Seeing Nigeria’s largely ineffective response to Boko Haram, France is trying to get traditionally-suspicious West African neighbors to work together in a regional taskforce to combat the terrorist group, as it steps up its gruesome campaign before Nigeria’s presidential election in February.

The leaders of Nigeria, Niger, Chad, and Cameroon had already met in Paris in May, and promised to share intelligence, coordinate action, and monitor borders.  But since then, there appears to be little tangible cooperation between Nigeria and its neighbors.
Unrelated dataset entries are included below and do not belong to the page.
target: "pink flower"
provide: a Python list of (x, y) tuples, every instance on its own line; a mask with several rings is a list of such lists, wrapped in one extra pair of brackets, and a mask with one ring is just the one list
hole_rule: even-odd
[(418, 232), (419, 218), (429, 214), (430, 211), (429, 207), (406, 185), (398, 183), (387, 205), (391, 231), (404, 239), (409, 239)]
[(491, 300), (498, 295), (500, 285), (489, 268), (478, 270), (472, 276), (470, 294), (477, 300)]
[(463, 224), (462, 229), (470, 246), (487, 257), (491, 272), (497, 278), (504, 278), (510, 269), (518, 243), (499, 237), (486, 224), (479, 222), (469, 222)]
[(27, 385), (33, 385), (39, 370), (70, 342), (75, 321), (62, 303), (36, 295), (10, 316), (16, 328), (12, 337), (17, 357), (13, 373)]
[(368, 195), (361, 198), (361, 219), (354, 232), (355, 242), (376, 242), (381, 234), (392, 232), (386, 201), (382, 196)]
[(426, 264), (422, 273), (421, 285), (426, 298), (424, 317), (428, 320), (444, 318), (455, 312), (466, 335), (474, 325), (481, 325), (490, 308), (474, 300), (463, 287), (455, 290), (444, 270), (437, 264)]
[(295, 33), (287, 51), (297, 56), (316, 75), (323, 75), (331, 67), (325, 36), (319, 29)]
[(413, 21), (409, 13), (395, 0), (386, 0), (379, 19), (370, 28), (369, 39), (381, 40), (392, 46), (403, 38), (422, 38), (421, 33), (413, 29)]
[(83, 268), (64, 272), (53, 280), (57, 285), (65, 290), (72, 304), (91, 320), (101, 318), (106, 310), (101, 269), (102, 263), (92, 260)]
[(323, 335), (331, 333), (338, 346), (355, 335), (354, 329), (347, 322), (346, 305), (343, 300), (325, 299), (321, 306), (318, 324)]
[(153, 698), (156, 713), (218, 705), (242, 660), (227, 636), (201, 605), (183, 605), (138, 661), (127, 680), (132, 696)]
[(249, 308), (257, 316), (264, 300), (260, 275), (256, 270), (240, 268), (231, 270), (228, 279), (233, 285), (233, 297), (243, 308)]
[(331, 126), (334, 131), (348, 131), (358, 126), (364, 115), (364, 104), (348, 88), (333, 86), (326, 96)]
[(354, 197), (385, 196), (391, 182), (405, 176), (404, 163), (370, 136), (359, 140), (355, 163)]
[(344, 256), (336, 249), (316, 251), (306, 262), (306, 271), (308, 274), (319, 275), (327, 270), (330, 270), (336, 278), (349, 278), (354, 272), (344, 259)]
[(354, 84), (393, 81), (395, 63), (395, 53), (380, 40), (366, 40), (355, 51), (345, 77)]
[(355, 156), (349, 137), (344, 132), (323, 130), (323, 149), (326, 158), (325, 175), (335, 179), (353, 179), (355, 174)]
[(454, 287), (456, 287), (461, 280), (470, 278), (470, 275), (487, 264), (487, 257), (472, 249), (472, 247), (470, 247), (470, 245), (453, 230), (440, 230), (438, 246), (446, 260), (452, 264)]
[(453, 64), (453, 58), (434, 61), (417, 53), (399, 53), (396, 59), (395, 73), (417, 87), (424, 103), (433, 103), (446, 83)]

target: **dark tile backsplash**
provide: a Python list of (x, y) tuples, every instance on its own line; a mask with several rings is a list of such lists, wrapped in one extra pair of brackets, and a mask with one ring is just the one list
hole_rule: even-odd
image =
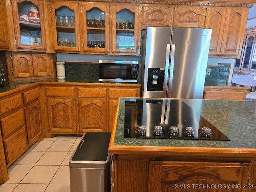
[(66, 77), (99, 78), (99, 65), (65, 62)]

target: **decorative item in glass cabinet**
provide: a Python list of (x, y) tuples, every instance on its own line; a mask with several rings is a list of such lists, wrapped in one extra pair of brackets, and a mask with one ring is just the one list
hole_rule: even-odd
[(40, 16), (39, 12), (37, 8), (34, 6), (32, 6), (28, 12), (29, 22), (32, 23), (40, 23)]

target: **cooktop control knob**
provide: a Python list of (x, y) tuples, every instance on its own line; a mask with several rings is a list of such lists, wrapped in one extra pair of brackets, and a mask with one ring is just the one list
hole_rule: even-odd
[(137, 129), (138, 133), (140, 135), (145, 135), (147, 133), (147, 127), (144, 125), (139, 125)]
[(179, 134), (179, 128), (176, 126), (172, 126), (169, 128), (170, 136), (177, 136)]
[(202, 128), (202, 136), (204, 137), (210, 137), (212, 134), (211, 130), (208, 127), (203, 127)]
[(154, 128), (154, 134), (155, 135), (162, 135), (163, 134), (163, 128), (159, 125), (155, 126)]
[(195, 130), (192, 127), (186, 128), (186, 136), (187, 137), (194, 137), (195, 134)]

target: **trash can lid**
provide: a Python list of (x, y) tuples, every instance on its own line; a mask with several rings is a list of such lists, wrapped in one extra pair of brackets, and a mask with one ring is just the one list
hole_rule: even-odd
[(70, 159), (70, 166), (104, 167), (103, 164), (108, 164), (110, 159), (108, 146), (111, 135), (111, 133), (104, 132), (85, 134)]

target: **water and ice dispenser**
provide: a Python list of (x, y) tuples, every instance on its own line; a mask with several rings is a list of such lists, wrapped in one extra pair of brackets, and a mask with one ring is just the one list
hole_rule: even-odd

“Everybody distrusts everybody.  We have to get beyond that,” French Defense Minister Jean-Yves Le Drian told reporters outside a regional security forum on neutral ground in Dakar, Senegal. 

Paris does not want to get directly involved, and already has thousands of troops tamping down other African hotspots.  Le Drian says his country will provide about a dozen advisors to help launch a joint force of 2,800 soldiers to tackle Boko Haram – the very task force that was agreed to in July but has yet to see the light of day.

The situation is urgent.  Boko Haram has grown more brazen and bloodthirsty throughout the year.  Scores of civilians die every time Boko Haram attacks a village in northeast Nigeria where it claims to be establishing an Islamic caliphate, and hundreds flee over Nigeria’s borders, creating a refugee problem in Cameroon and Niger.